すると、ヤオマは私に近づいて唐突に自分の腕を噛みちぎった。
「な、何してるの!」私は唐突な出来事に混乱した。
「驚かせちゃってごめんね。君は今のままだと海では生きられないから、私の血を飲んで欲しいの」とヤオマが言った。
「ち、血を飲む......わ、わかった」私は言われた通りヤオマの腕から出る血を飲んだ。
しばらくすると、私は突然バランスを崩して転んでしまった。ふと足を見てみると、下半身が魚になっていることに気づいた。
「おそろいだね」とヤオマが無邪気に笑った。
「え、これって、どういう......」私は驚きヤオマの顔を見上げた。ヤオマの顔は恍惚とした表情だった。
「ずいぶんと久しぶりだ。人間を眷属に出来たのは」
「だから、何なの、これは!」私は声を荒げた。
「君はね、契約をしてしまったんだよ。私と一緒にいる代わりに、私の眷属になるという契約をね。私の血を飲むと魚っぽくなるけど、君は"不老"になることが出来たんだよ。だから......ずーっと、ずーっと、ずーっと、ずーっと、ずーっと、一緒にいられるね」ヤオマは無邪気に言った。

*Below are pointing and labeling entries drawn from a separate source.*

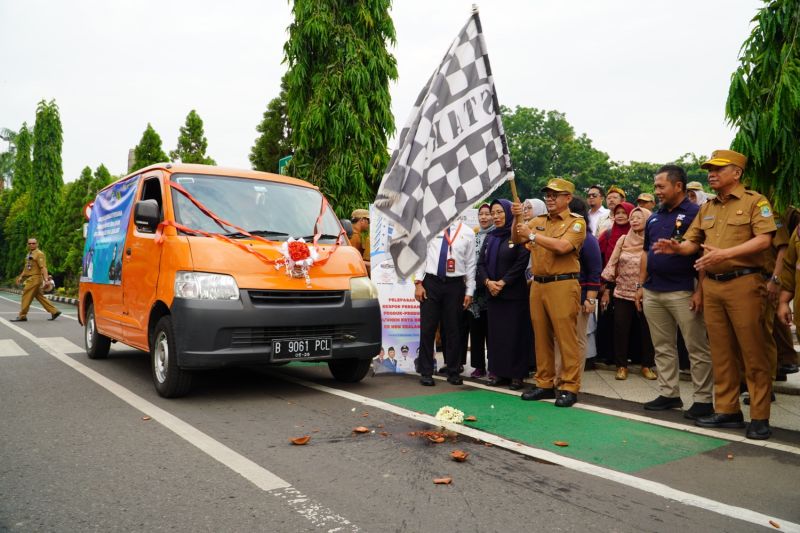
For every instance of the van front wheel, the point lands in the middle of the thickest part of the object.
(349, 370)
(169, 380)
(97, 344)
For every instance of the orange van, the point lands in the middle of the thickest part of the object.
(205, 267)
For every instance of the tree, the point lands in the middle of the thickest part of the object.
(7, 157)
(23, 166)
(274, 142)
(45, 186)
(764, 102)
(192, 143)
(337, 94)
(148, 151)
(543, 145)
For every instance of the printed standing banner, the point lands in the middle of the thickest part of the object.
(105, 239)
(399, 309)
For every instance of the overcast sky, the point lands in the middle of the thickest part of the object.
(646, 81)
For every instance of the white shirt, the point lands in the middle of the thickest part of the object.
(462, 250)
(595, 217)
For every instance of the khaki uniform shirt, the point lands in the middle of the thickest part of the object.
(565, 226)
(781, 238)
(741, 217)
(358, 242)
(35, 263)
(790, 275)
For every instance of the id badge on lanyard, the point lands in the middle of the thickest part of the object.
(451, 262)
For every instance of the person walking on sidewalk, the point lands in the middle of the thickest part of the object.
(670, 298)
(733, 230)
(33, 275)
(556, 240)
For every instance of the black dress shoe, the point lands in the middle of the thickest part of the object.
(721, 420)
(758, 430)
(662, 403)
(746, 399)
(788, 369)
(699, 410)
(566, 399)
(538, 393)
(455, 379)
(497, 381)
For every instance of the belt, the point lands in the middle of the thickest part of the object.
(727, 276)
(449, 279)
(559, 277)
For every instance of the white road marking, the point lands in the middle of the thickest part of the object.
(9, 348)
(740, 438)
(317, 514)
(652, 487)
(60, 344)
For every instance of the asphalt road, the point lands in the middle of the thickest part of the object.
(89, 446)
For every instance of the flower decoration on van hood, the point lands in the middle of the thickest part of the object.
(298, 257)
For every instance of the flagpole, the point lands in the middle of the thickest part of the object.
(496, 103)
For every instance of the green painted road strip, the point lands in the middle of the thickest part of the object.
(623, 445)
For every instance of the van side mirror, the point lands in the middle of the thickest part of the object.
(146, 216)
(348, 227)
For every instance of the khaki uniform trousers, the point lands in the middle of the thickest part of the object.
(666, 311)
(734, 312)
(33, 289)
(554, 314)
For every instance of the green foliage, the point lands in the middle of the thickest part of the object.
(274, 142)
(764, 102)
(23, 166)
(337, 95)
(7, 157)
(148, 151)
(16, 229)
(192, 143)
(47, 170)
(543, 145)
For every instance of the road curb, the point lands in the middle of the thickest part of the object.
(60, 299)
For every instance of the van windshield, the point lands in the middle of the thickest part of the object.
(272, 210)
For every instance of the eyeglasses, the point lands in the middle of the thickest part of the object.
(554, 195)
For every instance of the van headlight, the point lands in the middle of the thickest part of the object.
(205, 286)
(362, 289)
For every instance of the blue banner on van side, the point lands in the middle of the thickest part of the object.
(105, 239)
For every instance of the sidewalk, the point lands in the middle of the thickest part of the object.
(785, 412)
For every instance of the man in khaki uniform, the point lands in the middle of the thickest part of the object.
(733, 230)
(360, 239)
(555, 242)
(33, 274)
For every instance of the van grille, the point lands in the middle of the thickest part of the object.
(296, 297)
(243, 337)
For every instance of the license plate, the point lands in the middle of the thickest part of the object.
(299, 349)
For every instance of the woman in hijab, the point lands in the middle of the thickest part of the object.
(608, 239)
(501, 269)
(605, 321)
(478, 322)
(623, 270)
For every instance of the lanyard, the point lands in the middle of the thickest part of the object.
(449, 240)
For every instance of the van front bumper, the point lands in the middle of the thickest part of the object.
(216, 333)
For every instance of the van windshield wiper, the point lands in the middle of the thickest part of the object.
(258, 232)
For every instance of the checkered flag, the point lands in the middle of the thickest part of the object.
(451, 153)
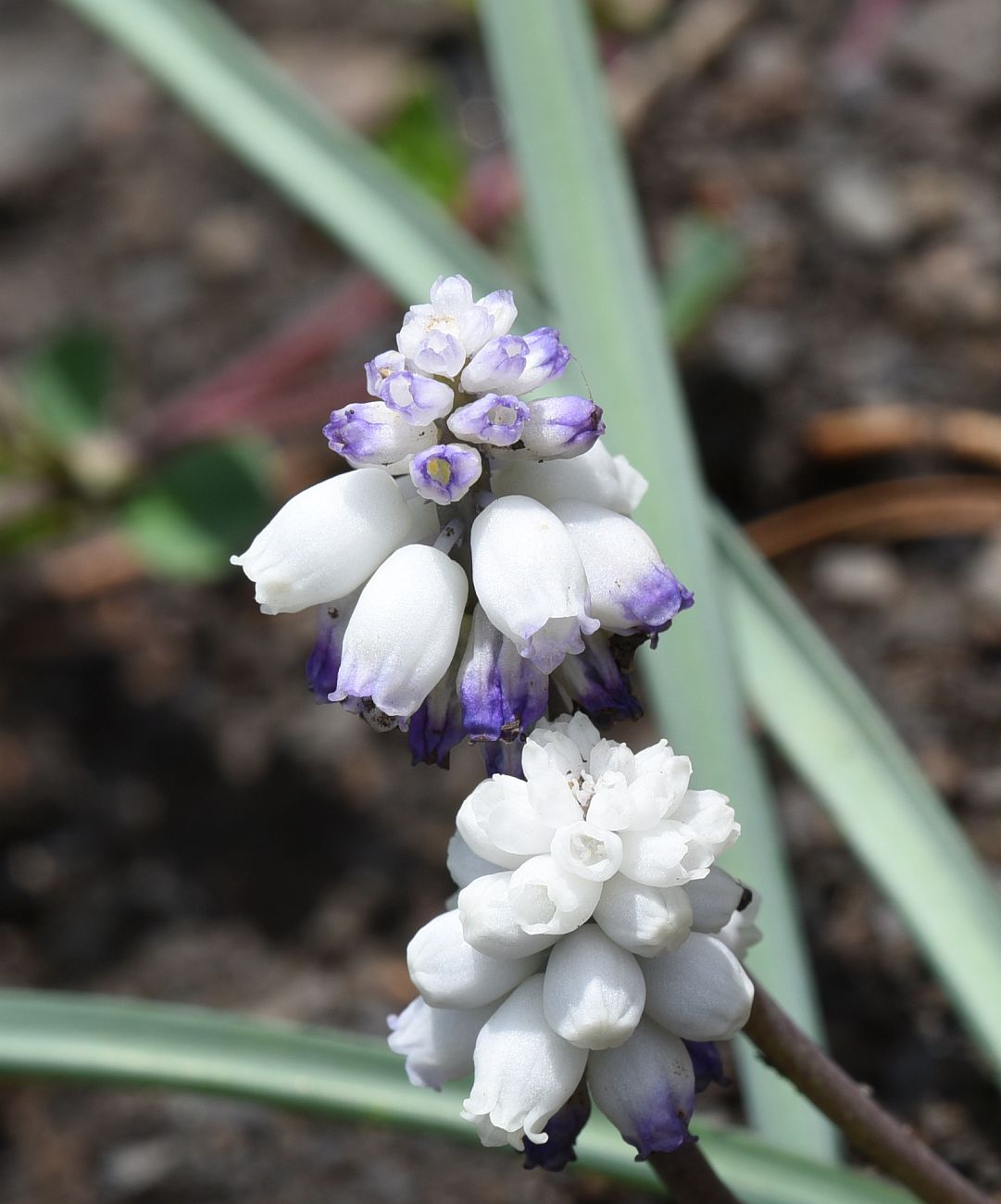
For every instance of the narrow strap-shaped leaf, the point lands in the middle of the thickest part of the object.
(847, 753)
(590, 245)
(407, 248)
(137, 1044)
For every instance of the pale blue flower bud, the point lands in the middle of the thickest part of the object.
(494, 420)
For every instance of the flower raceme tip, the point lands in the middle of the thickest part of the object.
(454, 457)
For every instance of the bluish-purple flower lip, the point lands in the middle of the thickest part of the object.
(562, 1131)
(707, 1063)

「そんな、聞いてない。嫌だ!」私はそれを拒絶してしまった。
「君はどうせ同族であるはずの人間とは相容れない存在なんだ。だから私といることを選んだんでしょ? だったら良いよね。私とずーっと一緒にいてよ」ヤオマは言った。
不気味に態度が豹変したヤオマはとても不気味だった。子供のようで、大人のようでもある奇妙な言動も違和感を感じる。でも、それは当然なのかもしれない。私の目の前にいるのは人では理解できない"神"なのだから。
「............は、はは.......」渇いた笑い声が私の口から溢れた。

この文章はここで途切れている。